---
sidebar_position: -4
slug: /select_pdf_parser
---

# Select PDF parser

Select a visual model for parsing your PDFs.

---

RAGFlow isn't one-size-fits-all. It is built for flexibility and supports deeper customization to accommodate more complex use cases. From v0.17.0 onwards, RAGFlow decouples DeepDoc-specific data extraction tasks from chunking methods **for PDF files**. This separation enables you to autonomously select a visual model for OCR (Optical Character Recognition), TSR (Table Structure Recognition), and DLR (Document Layout Recognition) tasks that balances speed and performance to suit your specific use cases. If your PDFs contain only plain text, you can opt to skip these tasks by selecting the **Naive** option, to reduce the overall parsing time.

![data extraction](https://raw.githubusercontent.com/infiniflow/ragflow-docs/main/images/data_extraction.jpg)

## Prerequisites

- The PDF parser dropdown menu appears only when you select a chunking method compatible with PDFs, including:
    - **General**
    - **Manual**
    - **Paper**
    - **Book**
    - **Laws**
    - **Presentation**
    - **One**
- To use a third-party visual model for parsing PDFs, ensure you have set a default img2txt model under **Set default models** on the **Model providers** page.

## Quickstart

1. On your dataset's **Configuration** page, select a chunking method, say **General**.

   _The **PDF parser** dropdown menu appears._

2. Select the option that works best with your scenario:

  - DeepDoc: (Default) The default visual model performing OCR, TSR, and DLR tasks on PDFs, which can be time-consuming.
  - Naive: Skip OCR, TSR, and DLR tasks if *all* your PDFs are plain text.
  - MinerU: An experimental feature.
  - A third-party visual model provided by a specific model provider.

:::danger IMPORTANG
MinerU PDF document parsing is available starting from v0.21.1. To use this feature, follow these steps:

1. Before deploying ragflow-server, update your **docker/.env** file:  
   - Enable `HF_ENDPOINT=https://hf-mirror.com`
   - Add a MinerU entry: `MINERU_EXECUTABLE=/ragflow/uv_tools/.venv/bin/mineru`

2. Start the ragflow-server and run the following commands inside the container:  

```bash
mkdir uv_tools
cd uv_tools
uv venv .venv
source .venv/bin/activate
uv pip install -U "mineru[core]" -i https://mirrors.aliyun.com/pypi/simple
```

3. Restart the ragflow-server.
4. In the web UI, navigate to the **Configuration** page of your dataset. Click **Built-in** in the **Ingestion pipeline** section, select a chunking method from the **Built-in** dropdown, which supports PDF parsing, and slect **MinerU** in **PDF parser**.
5. If you use a custom ingestion pipeline instead, you must also complete the first three steps before selecting **MinerU** in the **Parsing method** section of the **Parser** component.
:::

:::caution WARNING
Third-party visual models are marked **Experimental**, because we have not fully tested these models for the aforementioned data extraction tasks.
:::

## Frequently asked questions

### When should I select DeepDoc or a third-party visual model as the PDF parser?
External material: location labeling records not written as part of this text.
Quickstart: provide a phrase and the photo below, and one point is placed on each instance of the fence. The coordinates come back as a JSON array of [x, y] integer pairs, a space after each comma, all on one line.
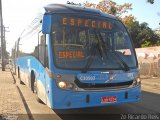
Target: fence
[[149, 61]]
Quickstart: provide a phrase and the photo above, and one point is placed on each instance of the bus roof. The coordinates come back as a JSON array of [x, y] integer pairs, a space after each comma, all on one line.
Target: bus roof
[[74, 9]]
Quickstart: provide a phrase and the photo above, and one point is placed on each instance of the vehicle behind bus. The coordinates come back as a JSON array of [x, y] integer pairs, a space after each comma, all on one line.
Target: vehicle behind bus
[[73, 57]]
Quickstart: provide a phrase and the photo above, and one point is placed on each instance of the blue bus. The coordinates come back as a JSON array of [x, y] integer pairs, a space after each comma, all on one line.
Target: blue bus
[[75, 57]]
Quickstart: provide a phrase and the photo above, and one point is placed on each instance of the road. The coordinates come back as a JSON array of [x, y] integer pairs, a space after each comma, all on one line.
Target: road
[[147, 108]]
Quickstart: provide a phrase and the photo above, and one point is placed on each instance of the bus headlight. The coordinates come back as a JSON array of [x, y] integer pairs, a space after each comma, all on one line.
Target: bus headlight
[[65, 85], [62, 85], [137, 81]]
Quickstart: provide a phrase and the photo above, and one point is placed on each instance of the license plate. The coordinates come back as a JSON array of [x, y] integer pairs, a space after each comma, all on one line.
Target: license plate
[[108, 99]]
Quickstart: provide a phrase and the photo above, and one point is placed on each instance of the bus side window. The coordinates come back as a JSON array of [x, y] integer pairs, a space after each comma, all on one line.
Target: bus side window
[[43, 52]]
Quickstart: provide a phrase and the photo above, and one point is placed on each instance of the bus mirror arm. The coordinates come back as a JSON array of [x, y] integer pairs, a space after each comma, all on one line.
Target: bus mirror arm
[[46, 24]]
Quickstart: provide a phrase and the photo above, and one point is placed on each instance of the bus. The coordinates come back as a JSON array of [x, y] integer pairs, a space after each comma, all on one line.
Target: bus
[[72, 56]]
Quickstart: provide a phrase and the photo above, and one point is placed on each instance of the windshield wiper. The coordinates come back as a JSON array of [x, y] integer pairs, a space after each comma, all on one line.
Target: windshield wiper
[[93, 53], [120, 61], [91, 58]]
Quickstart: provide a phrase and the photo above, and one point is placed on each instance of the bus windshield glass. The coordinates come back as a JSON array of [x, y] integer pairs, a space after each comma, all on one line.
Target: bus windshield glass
[[91, 43]]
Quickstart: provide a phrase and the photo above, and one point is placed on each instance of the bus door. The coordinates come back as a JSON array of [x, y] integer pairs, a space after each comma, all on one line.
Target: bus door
[[43, 58]]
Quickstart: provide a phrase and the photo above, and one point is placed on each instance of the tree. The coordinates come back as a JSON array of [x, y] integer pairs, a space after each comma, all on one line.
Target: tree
[[110, 7], [142, 35]]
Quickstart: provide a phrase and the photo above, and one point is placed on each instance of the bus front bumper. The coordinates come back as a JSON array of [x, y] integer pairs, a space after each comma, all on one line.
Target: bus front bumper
[[75, 99]]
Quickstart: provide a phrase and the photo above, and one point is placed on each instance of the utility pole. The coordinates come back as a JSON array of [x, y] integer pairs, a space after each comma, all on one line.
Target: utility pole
[[2, 38]]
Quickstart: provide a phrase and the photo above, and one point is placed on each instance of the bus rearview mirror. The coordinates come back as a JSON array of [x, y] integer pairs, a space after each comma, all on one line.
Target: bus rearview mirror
[[46, 24]]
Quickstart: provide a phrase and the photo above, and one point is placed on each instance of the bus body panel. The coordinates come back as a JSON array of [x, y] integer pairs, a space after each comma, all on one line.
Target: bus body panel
[[47, 81]]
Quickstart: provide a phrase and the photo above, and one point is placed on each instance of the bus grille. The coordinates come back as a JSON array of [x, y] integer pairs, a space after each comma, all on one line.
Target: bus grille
[[105, 85]]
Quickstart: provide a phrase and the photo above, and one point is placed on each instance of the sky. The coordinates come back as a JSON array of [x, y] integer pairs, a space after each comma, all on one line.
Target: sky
[[17, 14]]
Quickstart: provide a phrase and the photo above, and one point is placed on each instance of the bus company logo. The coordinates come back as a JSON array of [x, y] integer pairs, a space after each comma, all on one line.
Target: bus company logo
[[112, 77]]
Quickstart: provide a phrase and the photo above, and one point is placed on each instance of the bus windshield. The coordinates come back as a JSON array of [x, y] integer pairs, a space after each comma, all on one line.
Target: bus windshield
[[92, 44]]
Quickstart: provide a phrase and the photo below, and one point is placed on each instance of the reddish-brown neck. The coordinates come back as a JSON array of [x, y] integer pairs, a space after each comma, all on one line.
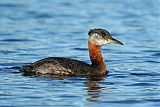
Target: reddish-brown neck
[[96, 57]]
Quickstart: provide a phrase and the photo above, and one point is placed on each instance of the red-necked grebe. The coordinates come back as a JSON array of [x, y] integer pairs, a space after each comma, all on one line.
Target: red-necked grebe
[[69, 67]]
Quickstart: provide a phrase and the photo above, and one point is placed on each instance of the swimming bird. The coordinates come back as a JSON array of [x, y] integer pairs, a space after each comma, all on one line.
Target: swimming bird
[[70, 67]]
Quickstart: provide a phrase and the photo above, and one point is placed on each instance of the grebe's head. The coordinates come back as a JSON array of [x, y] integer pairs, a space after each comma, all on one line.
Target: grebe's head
[[101, 36]]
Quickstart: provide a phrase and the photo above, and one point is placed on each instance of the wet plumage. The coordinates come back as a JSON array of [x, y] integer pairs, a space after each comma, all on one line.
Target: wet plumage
[[65, 66]]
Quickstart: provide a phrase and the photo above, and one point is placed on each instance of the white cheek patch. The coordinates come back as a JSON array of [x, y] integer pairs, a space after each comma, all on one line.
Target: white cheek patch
[[98, 40]]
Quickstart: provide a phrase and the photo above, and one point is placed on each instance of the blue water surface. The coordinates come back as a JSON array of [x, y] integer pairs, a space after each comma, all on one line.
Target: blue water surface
[[34, 29]]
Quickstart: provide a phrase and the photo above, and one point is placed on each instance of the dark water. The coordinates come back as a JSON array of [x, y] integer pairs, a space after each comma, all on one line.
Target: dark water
[[34, 29]]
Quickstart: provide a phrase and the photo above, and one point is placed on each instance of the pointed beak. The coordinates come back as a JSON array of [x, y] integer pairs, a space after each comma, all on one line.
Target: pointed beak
[[114, 41]]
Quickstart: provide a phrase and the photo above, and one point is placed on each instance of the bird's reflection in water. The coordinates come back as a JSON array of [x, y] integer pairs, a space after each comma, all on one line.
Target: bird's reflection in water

Use a visual model to extract data if your PDFs contain formatted or image-based text rather than plain text. DeepDoc is the default visual model but can be time-consuming. You can also choose a lightweight or high-performance img2txt model depending on your needs and hardware capabilities.

### Can I select a visual model to parse my DOCX files?

No, you cannot. This dropdown menu is for PDFs only. To use this feature, convert your DOCX files to PDF first.